Accelerating Scientific R&D
Benchling, a leader in cloud-based R&D, has utilized this tool to transform how scientists interact with their data. According to Nicholas Larus-Stone, Head of AI Agents at Benchling, the primary advantage is the convergence of private and public data. "Scientists using Benchling AI can now ask about a target they’re actively working on and get answers grounded in both their institutional data… and published literature." This creates a "complete science" workflow, where hypothesis generation is supported by the absolute latest research.

Strengthening Cyber Safety
For organizations like Gen Digital, the stakes involve the rapid evolution of global threats. Iskander Sanchez-Rola, Senior Director of AI & Innovation, notes that for their "Norton Revamp" product, the ability to provide users with "current, grounded content" is essential for building and maintaining an online reputation. The assurance that all search queries remain within the AWS-managed environment is the "value-add" that allows them to trust the system with professional-grade tasks.
Economic and Strategic Outlook
AWS has adopted a transparent, usage-based pricing model for this service, which is likely to lower the barrier to entry for startups and large enterprises alike.

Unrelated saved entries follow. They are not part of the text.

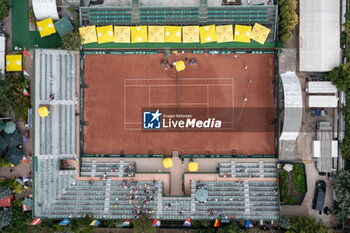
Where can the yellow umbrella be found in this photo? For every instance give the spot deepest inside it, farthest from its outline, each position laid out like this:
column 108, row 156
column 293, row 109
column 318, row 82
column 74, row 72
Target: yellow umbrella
column 207, row 33
column 193, row 166
column 180, row 65
column 168, row 162
column 121, row 34
column 224, row 33
column 173, row 34
column 242, row 33
column 259, row 33
column 88, row 34
column 43, row 112
column 14, row 62
column 139, row 34
column 46, row 27
column 190, row 34
column 156, row 34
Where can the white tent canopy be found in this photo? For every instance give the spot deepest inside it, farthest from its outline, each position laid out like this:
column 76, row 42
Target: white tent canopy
column 321, row 87
column 45, row 9
column 293, row 106
column 319, row 43
column 322, row 101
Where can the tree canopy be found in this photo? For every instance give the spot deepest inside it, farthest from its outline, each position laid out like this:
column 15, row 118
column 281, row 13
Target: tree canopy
column 307, row 225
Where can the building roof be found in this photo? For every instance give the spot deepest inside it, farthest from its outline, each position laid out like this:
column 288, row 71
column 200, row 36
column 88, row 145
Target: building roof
column 319, row 32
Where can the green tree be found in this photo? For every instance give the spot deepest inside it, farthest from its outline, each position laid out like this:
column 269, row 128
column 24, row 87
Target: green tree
column 71, row 41
column 307, row 225
column 342, row 190
column 5, row 217
column 4, row 9
column 143, row 225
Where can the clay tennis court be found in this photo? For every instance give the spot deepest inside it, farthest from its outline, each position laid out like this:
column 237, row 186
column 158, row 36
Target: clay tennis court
column 236, row 90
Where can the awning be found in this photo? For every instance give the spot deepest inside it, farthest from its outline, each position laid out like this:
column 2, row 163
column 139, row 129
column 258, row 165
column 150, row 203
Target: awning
column 14, row 62
column 190, row 34
column 121, row 34
column 46, row 27
column 207, row 33
column 88, row 34
column 242, row 33
column 139, row 34
column 173, row 34
column 156, row 34
column 259, row 33
column 105, row 34
column 224, row 33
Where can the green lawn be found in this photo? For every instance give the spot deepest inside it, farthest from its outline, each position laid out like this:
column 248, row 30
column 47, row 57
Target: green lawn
column 21, row 36
column 292, row 185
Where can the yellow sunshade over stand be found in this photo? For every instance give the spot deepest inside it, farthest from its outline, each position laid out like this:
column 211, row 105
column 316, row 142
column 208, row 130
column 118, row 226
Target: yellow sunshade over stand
column 168, row 162
column 242, row 33
column 105, row 34
column 207, row 33
column 193, row 166
column 173, row 34
column 14, row 62
column 43, row 112
column 121, row 34
column 190, row 34
column 156, row 34
column 224, row 33
column 88, row 34
column 179, row 65
column 46, row 27
column 139, row 34
column 259, row 33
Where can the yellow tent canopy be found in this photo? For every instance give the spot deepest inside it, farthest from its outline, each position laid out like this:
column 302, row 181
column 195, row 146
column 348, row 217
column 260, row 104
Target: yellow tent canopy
column 88, row 34
column 259, row 33
column 105, row 34
column 43, row 112
column 193, row 166
column 121, row 34
column 14, row 62
column 168, row 162
column 156, row 34
column 190, row 34
column 207, row 33
column 224, row 33
column 138, row 34
column 242, row 33
column 173, row 34
column 179, row 65
column 46, row 27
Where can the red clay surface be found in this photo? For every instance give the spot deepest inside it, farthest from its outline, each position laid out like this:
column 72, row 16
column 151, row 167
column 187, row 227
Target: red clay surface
column 120, row 87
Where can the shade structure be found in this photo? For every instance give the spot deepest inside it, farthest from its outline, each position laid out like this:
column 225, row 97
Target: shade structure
column 180, row 66
column 190, row 34
column 156, row 34
column 224, row 33
column 46, row 27
column 88, row 34
column 14, row 62
column 63, row 26
column 259, row 33
column 10, row 127
column 139, row 34
column 14, row 155
column 121, row 34
column 105, row 34
column 193, row 166
column 242, row 33
column 167, row 163
column 173, row 34
column 43, row 112
column 202, row 195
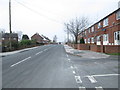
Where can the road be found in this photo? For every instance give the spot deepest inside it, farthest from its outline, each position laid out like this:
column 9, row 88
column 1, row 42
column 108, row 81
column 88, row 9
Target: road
column 50, row 66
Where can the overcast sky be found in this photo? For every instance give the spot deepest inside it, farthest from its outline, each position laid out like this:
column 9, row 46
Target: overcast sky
column 47, row 17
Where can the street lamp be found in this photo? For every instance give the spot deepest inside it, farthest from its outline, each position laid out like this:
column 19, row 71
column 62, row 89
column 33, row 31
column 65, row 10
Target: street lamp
column 10, row 24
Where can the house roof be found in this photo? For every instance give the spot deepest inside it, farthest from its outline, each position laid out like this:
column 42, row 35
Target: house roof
column 104, row 17
column 7, row 35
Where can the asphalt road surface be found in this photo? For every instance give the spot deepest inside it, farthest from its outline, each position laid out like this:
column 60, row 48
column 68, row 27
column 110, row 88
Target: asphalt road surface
column 50, row 66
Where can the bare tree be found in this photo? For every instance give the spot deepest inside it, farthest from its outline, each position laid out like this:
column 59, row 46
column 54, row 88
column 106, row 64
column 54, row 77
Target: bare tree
column 55, row 39
column 75, row 26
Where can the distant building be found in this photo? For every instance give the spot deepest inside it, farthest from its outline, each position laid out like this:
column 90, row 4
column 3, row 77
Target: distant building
column 46, row 40
column 104, row 35
column 37, row 38
column 6, row 38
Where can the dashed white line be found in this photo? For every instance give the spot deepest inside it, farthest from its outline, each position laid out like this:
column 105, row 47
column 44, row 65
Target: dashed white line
column 71, row 67
column 38, row 53
column 105, row 75
column 68, row 59
column 92, row 79
column 74, row 72
column 82, row 88
column 78, row 79
column 99, row 88
column 66, row 55
column 20, row 62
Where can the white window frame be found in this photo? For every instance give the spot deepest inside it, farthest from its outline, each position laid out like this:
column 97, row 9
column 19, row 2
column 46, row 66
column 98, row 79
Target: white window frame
column 99, row 25
column 92, row 39
column 85, row 40
column 89, row 30
column 118, row 15
column 117, row 38
column 3, row 38
column 88, row 40
column 105, row 22
column 92, row 28
column 105, row 39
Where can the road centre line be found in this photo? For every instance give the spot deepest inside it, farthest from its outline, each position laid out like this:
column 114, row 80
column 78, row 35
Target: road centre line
column 71, row 67
column 78, row 79
column 92, row 79
column 20, row 62
column 67, row 55
column 82, row 88
column 74, row 72
column 105, row 75
column 38, row 52
column 99, row 88
column 68, row 59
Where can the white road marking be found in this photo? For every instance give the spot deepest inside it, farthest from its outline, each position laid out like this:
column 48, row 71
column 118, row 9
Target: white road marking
column 45, row 49
column 78, row 79
column 99, row 88
column 38, row 53
column 20, row 62
column 82, row 88
column 66, row 55
column 74, row 72
column 68, row 59
column 71, row 67
column 105, row 75
column 92, row 79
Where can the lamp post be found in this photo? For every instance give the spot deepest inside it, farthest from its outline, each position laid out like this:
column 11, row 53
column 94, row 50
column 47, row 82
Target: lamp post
column 10, row 24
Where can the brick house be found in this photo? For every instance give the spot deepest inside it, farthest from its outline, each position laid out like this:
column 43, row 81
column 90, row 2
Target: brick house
column 6, row 38
column 37, row 38
column 104, row 32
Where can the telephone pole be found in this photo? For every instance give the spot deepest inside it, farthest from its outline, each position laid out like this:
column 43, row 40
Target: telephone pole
column 10, row 23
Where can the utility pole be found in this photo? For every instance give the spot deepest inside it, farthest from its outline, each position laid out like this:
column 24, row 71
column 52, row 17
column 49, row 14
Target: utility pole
column 67, row 35
column 10, row 24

- Pricing: The service is priced at $7 per 1,000 queries. This granular pricing allows businesses to scale their usage in lockstep with their actual application demand.
- Free Tier: To incentivize adoption, new AWS customers are eligible for up to $200 in Free Tier credits, allowing for significant prototyping and testing.
- Strategic Advantage: By managing the infrastructure, AWS is effectively removing the "undifferentiated heavy lifting" of maintaining search APIs, scrapers, and indexers. Developers are no longer forced to manage third-party search contracts or navigate complex API integrations. They are, quite simply, "buying the result" rather than "building the plumbing."
Future Roadmaps and Scalability
While the service is currently limited to the US East (N. Virginia) region, industry observers expect a rapid global rollout. The use of the Model Context Protocol suggests that AWS is positioning Bedrock AgentCore as a central hub in an ecosystem of tools.

As AI agents move from simple chatbots to autonomous "doers," the ability to pull in live, verified, and secure web data will become a standard requirement. AWS has positioned itself as the enterprise standard for this capability. The focus on "zero data egress" is a clear signal to the market that AWS intends to be the home for the most security-sensitive AI deployments in the world.
How to Get Started
For organizations looking to integrate Web Search into their existing workflows:
- Visit the Bedrock AgentCore Console: Access the Gateway settings to initialize the new search connector.
- Review Documentation: Utilize the comprehensive AWS Developer Guide for detailed implementation of the MCP client.
- Community Engagement: Engage with the AWS re:Post forum to share feedback, troubleshoot specific use cases, and stay informed on future tool updates.
As the AI landscape continues to shift, one thing is certain: the era of the "disconnected" AI agent is drawing to a close. With the launch of Web Search on Bedrock AgentCore, AWS has provided the tools for agents to finally see, read, and understand the world as it exists today, not just as it was when they were trained.